Effect of Nickel Element Diffusion on the Tribological Properties of Cemented Carbide Materials under High Temperature Condition

An investigation was conducted in this study to clarify the effect mechanism of nickel element diffusion on the tribological properties of cemented carbide tools. An element diffusion experiment between cemented carbide inserts and nickel powder under high temperature condition was performed in a muffle furnace device. The surface morphology and chemical element content of the test samples were observed and measured with a white light interferometer and x-ray diffraction instruments. Tribological experiments were conducted on a friction and wear machine and the friction coefficient and wear scar were obtained. Experimental results show that the surface roughness value and element diffusion phenomenon of the test samples increase with increasing heating temperature. The same law applies to the friction coefficient and wear quantity. However, the change degree of these results varies under different heating mediums. The best surface quality and tribological properties of the test samples are obtained in nickel powder medium compared with those in air and iron powder mediums.
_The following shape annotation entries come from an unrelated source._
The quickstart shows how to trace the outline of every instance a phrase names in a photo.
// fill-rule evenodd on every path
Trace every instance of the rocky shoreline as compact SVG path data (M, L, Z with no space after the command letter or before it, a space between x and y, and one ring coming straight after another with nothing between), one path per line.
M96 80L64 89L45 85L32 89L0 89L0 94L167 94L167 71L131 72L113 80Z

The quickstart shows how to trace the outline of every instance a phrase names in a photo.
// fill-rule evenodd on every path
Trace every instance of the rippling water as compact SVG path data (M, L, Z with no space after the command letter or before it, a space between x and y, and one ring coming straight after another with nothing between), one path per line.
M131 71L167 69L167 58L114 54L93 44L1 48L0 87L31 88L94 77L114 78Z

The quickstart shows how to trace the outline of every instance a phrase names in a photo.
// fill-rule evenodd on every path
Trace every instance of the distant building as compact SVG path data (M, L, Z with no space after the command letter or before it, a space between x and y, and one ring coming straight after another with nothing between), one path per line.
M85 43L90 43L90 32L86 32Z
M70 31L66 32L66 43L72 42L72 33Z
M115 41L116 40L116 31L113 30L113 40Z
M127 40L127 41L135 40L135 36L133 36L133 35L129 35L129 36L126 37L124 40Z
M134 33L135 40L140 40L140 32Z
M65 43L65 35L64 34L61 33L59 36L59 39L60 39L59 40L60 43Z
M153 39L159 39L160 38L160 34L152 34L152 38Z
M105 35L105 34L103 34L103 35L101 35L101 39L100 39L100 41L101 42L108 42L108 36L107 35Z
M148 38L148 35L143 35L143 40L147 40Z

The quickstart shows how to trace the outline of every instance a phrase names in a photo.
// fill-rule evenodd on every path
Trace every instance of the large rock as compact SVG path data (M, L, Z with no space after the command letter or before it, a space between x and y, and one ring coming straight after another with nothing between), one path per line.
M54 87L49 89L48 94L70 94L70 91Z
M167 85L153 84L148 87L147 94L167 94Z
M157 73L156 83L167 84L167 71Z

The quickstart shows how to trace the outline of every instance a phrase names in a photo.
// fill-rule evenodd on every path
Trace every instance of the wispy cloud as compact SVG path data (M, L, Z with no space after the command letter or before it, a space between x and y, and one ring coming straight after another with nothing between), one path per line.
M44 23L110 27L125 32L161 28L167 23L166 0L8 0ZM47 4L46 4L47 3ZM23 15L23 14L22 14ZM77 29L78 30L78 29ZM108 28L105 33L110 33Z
The analysis results indicate that the infiltration of nickel element into the sample surface exhibits an alternative bonding action for the cobalt element that is leaching out. Moreover, the oxidative expansion phenomenon is reduced due to the good antioxidant properties of nickel, inducing better surface morphology and tribological properties. This study laid a theoretical foundation for the tool wear mechanism of cemented carbide materials under the nickel-based alloy manufacturing process.